This case is not analogous to the two-envelope problem, because in this case
it is part of *my* knowledge that one envelope contains the Correct dose and
the other contains the Half dose, and neither contains a Double dose. In
contrast, your analysis of the two-envelope problem relied on information I
don't have, namely whether the two envelopes contained $50 and $100 or $25
and $50.

Suppose I know that the envelope-stuffer flipped a fair coin to decide
whether to put $25 or $50 in one envelope, then put double that amount in
the other.

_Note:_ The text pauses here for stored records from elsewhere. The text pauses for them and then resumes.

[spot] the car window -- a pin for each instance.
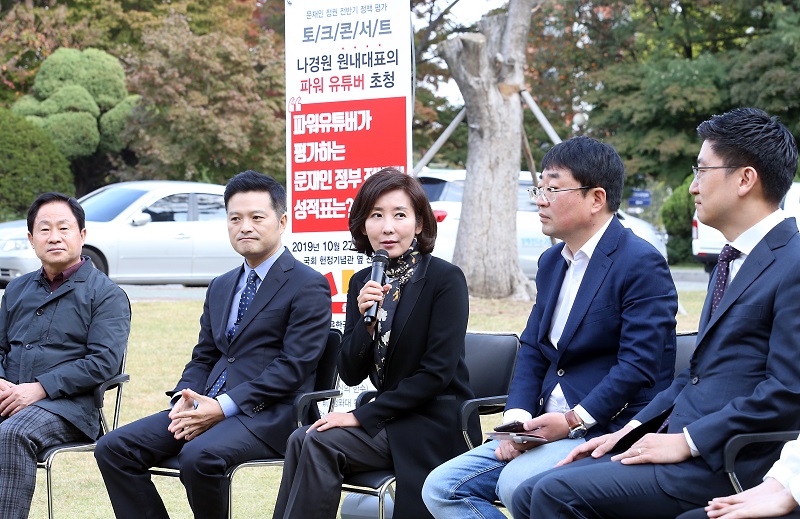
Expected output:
(106, 205)
(173, 208)
(210, 207)
(432, 187)
(452, 191)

I randomly choose one envelope and open it, and find $50. Do you
disagree that my average expected return from switching would now be
(0.5)(25) + (0.5)(100) = 62.5? If this experiment was repeated many times
and we looked only at the subset of cases where the first envelope I opened
contained $50 and I chose to switch, wouldn't my average winnings in this
subset of cases be $62.50?

>
>In the game with the envelopes and the money, the analogous error is to
>think that there is a possibility of doubling your money when you have
>actually picked the envelope containing the larger sum first.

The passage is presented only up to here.